IN the 1860s, the French physician Paul Broca treated two patients who had lost the ability to speak after suffering strokes. When they died, he examined their brains, and noticed that both had damage to the same region of the left frontal lobe. About a decade later, neuropsychiatrist Carl Wernicke described a stroke patient who was unable to understand written words or what was said to him, and later found in this patient’s brain a lesion towards the back of the left temporal lobe.
Thus was established the classical neurological model, in which language is localized to two specific areas of the left hemisphere. Recently though, researchers have found evidence that some components of language are encoded in other brain regions. Furthermore, it is still unclear how the brain represents language in bilingual people. Some studies suggest that both languages are represented in the same set of laguage areas, while others point to distinct neural substrates for the first and second languages.
A unique case study published in the open access journal Behavioral and Brain Functions sheds some light on this matter. The study, by Raphiq Ibrahim, a neurologist at the University of Haifa, describes a bilingual Arabic-Hebrew speaker who incurred brain damage following a viral infection. Consequently, the patient experienced severe deficits in one language but not the other. The findings support the view that specific components of a first and second language are represented by different substrates in the brain.
The patient, referred to as M.H., is a 41-year-old high school biology teacher. A native Arabic speaker, he learned Hebrew at an early age (4th grade) and later used it competently both professionally and academically. He was proficient enough in the language to graduate from an Israeli university, at which he was taught in Hebrew. In 2004, M.H. was admitted to the local hospital with with a sudden onset of fever and confusion. His cerebrospinal fluid tested positive for Herpes simplex virus, and he was given the antiviral drug Zovirax. Two days later, he suddenly began to experience headaches, vomiting and disturbances of consciousness.
A CT scan showed that he had suffered a massive hemorrhage in the left temporal lobe, which was compressing the tissue on both sides of the central sulcus, the prominent gfissure which separates the frontal and parietal lobes. A craniotomy was performed to relieve the pressure, and afterwards another scan showed moderate hemorrhage and herpes encephalitis in the left temporal lobe, and another hemorrhage beneath the outer membrane (the dura) lying over the right frontal lobe. He began to recover, but two days after the operation became lethargic, and was sent to another hospital for rehabilitation. During his 2 month stay there, he developed epileptic seizures which originated in the left temporal lobe, and amnestic aphasia (an inability to name objects or to recognize their written or spoken names).

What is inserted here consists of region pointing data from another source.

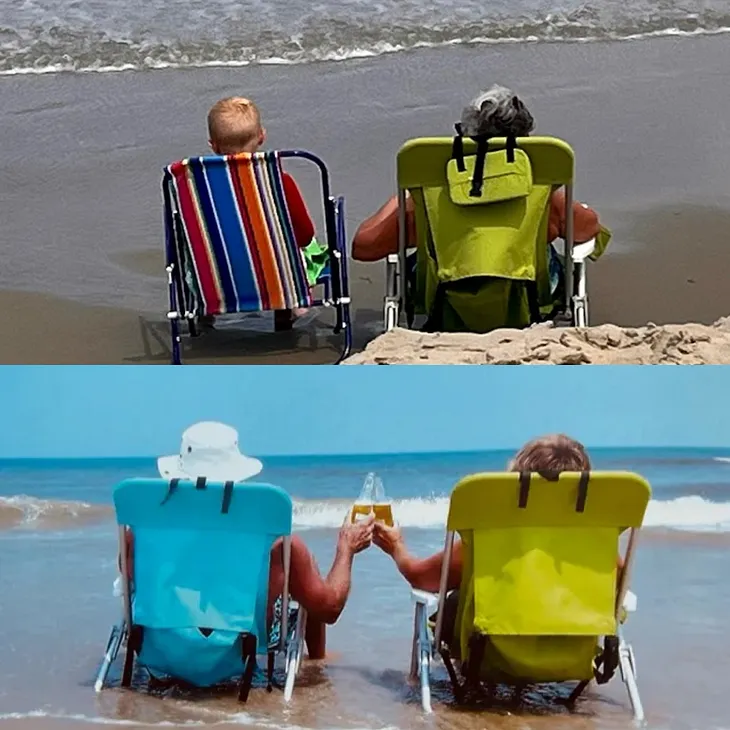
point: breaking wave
(689, 513)
(52, 45)
(24, 512)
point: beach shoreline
(83, 277)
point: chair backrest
(541, 554)
(453, 231)
(229, 230)
(422, 162)
(202, 552)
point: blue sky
(80, 412)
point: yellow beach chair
(498, 231)
(542, 598)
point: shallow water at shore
(56, 603)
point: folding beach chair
(481, 215)
(541, 598)
(195, 608)
(230, 243)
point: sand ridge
(606, 344)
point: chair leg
(128, 665)
(294, 652)
(110, 654)
(580, 295)
(628, 674)
(425, 671)
(391, 303)
(175, 336)
(577, 692)
(414, 670)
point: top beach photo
(286, 183)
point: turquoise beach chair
(195, 608)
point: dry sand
(607, 344)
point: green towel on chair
(316, 258)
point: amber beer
(383, 512)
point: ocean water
(54, 35)
(58, 563)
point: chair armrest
(430, 600)
(581, 251)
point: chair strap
(227, 496)
(580, 503)
(482, 140)
(248, 655)
(607, 663)
(170, 490)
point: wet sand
(83, 281)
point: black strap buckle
(170, 490)
(227, 496)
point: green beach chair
(482, 259)
(195, 608)
(542, 598)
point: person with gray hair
(497, 112)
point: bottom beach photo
(321, 548)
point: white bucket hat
(209, 449)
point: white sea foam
(239, 718)
(71, 51)
(691, 513)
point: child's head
(234, 125)
(550, 454)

After the rehabilitation period, a series of linguistic tests was administered to determine the extent of his speech deficits. M.H. exhibited deficits in both languages, but the most severe deficits were seen only in Hebrew. In this language he had a severe difficulty in recalling words and names, so that his speech was non-fluent and interrupted by frequent pauses. He had difficulty understanding others’ spoken Hebrew, and also had great difficulty reading and writing Hebrew. In Arabic, his native language, all of these abilities were affected only mildy. Differences were also seen in the effects of intensive language therapy. Although the therapy led to improvements in both languages, the improvements in Arabic were seen in all linguistic abilities; in Hebrew, by contrast, there was only mild improvement in his spontaneous speech and comprehension, and his ability to name objects remained unchanged.Similarly, his ability to read and write Arabic, but not Hebrew, improved significantly.

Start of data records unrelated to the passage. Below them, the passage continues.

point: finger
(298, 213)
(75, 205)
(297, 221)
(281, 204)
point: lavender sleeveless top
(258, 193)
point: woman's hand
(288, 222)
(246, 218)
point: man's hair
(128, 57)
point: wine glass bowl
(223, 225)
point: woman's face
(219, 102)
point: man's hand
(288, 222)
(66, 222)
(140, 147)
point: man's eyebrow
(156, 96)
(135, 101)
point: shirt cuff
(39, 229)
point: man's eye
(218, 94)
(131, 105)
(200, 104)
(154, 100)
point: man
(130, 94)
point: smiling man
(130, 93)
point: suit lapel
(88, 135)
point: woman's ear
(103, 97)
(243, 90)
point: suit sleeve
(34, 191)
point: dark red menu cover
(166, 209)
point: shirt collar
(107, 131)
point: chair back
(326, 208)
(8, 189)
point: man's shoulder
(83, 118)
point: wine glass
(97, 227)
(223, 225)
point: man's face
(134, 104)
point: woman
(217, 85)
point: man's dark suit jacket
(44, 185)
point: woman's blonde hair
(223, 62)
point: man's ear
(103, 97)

Most previous studies of bilinguals have used participants who speak English and one other Western European language. This is the first to investigate bilingualism in the Semitic languages, which differ markedly in structure from Indo-European languages. Nevertheless, it it provides valuable evidence about the mechanisms of lanuage processing in the bilingual brain. The results support a neurolinguistic model in which the brain of bilinguals contains a semantic system (which represents word meanings) which is common to both languages and which is connected to independent lexical systems (which encode the vocabulary of each language). The findings further suggest that the second language (in this case, Hebrew) is represented by an independent subsystem which does not represent the first language (Arabic) and is more susceptible to brain damage.
Ibrahim, R. (2009). Selective deficit of second language: a case study of a brain-damaged Arabic-Hebrew bilingual patient. Beh. Brain Funct. 5: 17 [Full text].